Dear Caldwell,
It’s beginning to look a lot like Christmas around here. The poinsettias are in the sanctuary. The Christmas tree is up. Our children are preparing for the pageant on Sunday morning. Parking lots at stores, shopping plazas, and malls are full. There are gifts to be wrapped, cookies to be baked, and travel to be arranged.
At the same time, we know that there are tears being shed in quiet and private moments. We pray for peace all over this land and beyond. Life feels full and heavy, relentless and demanding.
Last Sunday in his sermon, John showed us bottles of water from the Jordan River, that murky body of water where Jesus Christ, the one whose birth we will celebrate in less than a week, was baptized by John the Baptist.
Jesus didn’t only step into the same muddy river as everyone else to be baptized, as John said, but he also stepped into our same muddy and messy world. Jesus didn’t avoid the difficulties. He knew challenging personal circumstances and the oppression and rejection of the powers that be.
But, as imminent as that may feel to us, the gift of faith can help us see beyond the daily and immediate. As John said on Sunday, faith offers a pathway to a kind of joy and peace that transcend the gravity of the imminent. In Jesus, the light came into the world, and the darkness does not overcome it. In that there can be joy.
Speaking of joy, it’s time for yet another “first” at the resurrected Caldwell. During worship this coming Sunday, we will have a kids Christmas pageant the first since the church came back. We will enjoy the beauty and energy of our littler ones as they remind us of the love story that was enacted in a stable more than 2,000 years ago.
There were a lot of folks in Bethlehem that night, the Bible tells us, so those ancient parking lots, shopping, plazas, and inns were full to overflowing. They didn’t know it, but it was beginning to look a lot like Christmas then – the very first one.
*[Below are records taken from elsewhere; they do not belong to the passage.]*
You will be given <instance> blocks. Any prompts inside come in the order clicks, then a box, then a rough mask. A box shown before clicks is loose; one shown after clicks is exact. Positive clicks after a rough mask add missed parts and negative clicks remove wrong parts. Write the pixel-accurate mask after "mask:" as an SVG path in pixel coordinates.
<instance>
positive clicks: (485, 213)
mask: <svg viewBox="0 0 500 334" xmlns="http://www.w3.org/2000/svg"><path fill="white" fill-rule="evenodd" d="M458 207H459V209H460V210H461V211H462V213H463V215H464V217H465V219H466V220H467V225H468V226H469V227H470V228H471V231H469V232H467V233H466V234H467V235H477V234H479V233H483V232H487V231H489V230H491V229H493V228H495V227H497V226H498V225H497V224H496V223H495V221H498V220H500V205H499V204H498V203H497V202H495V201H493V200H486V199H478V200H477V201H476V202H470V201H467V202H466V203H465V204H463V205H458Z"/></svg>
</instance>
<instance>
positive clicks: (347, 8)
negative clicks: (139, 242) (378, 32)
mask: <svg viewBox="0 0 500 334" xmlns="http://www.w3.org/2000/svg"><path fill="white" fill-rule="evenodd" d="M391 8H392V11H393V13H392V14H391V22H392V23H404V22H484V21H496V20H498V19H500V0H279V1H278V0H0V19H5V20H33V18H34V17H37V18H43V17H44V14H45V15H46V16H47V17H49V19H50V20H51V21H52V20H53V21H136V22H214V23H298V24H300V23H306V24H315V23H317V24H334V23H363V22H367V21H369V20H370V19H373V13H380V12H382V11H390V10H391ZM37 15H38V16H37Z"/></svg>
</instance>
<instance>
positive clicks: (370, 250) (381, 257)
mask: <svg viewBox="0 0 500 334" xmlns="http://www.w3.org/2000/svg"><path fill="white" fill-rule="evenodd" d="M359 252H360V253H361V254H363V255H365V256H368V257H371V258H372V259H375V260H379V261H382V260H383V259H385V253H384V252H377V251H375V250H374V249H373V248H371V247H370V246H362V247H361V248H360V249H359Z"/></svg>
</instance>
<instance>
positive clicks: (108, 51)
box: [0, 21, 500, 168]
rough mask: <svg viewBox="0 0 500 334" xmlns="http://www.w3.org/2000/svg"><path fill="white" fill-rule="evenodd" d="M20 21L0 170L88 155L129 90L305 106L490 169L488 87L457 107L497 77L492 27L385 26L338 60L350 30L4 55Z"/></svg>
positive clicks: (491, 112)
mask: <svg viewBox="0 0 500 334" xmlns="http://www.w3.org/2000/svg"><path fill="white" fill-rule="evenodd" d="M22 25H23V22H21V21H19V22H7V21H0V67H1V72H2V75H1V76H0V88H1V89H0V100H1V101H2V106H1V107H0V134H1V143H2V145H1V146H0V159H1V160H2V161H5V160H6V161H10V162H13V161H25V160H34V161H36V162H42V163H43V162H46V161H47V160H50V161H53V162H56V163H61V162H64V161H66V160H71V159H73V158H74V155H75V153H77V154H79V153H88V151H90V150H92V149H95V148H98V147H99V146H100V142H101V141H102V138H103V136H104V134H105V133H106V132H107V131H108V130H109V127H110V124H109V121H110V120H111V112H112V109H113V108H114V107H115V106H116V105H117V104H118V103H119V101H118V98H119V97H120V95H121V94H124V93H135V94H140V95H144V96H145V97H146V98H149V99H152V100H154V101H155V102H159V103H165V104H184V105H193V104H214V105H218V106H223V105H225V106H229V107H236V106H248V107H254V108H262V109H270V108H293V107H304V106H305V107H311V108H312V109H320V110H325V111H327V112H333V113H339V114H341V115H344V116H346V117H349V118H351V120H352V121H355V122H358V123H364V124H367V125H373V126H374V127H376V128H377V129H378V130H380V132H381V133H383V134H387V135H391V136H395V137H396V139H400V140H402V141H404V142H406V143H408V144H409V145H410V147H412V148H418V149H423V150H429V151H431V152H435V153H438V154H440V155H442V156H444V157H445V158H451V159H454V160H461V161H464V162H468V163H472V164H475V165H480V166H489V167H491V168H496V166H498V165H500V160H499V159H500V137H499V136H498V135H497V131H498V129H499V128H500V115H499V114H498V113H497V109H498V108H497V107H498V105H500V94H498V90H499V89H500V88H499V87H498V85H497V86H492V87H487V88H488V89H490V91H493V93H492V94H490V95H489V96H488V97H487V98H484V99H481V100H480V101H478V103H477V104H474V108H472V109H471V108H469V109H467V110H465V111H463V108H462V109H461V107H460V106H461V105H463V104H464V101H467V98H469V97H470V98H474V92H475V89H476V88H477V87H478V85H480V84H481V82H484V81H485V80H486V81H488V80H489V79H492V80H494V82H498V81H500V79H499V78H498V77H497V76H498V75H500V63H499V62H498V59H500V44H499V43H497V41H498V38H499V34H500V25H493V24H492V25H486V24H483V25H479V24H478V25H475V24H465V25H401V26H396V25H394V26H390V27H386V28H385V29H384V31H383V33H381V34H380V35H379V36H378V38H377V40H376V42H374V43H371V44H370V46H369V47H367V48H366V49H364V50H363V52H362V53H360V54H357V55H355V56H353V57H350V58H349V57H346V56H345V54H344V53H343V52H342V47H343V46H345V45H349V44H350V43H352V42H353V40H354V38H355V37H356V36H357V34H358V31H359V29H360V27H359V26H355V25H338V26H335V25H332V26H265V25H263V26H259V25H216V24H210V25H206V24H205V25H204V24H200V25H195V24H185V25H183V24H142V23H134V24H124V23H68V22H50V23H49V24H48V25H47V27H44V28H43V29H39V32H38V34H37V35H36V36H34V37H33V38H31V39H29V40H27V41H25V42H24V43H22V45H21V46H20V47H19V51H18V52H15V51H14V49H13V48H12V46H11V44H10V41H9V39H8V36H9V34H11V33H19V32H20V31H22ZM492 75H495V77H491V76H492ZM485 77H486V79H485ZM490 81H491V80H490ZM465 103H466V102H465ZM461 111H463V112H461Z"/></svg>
During worship this coming Sunday, may our eyes, our hearts, and our minds be opened anew to the joy and the wonder of the coming of our Savior into the world. May we welcome that wonderful child, born in a stable and placed in a manger, into our lives in a new way and in a deeper way this Christmas. May we hear anew the story of Light coming into the world and into our lives. May we be challenged to listen for the Good News that is for all people, that the Lord has come, that the Lord is with us, and that the Lord is coming again. Joy to the world, indeed.
We look forward to seeing you in worship on Sunday morning and again on Monday evening at 5:30 for Caldwell’s Christmas Eve service.
O Come, all ye faithful, and let us adore him, Christ the Lord.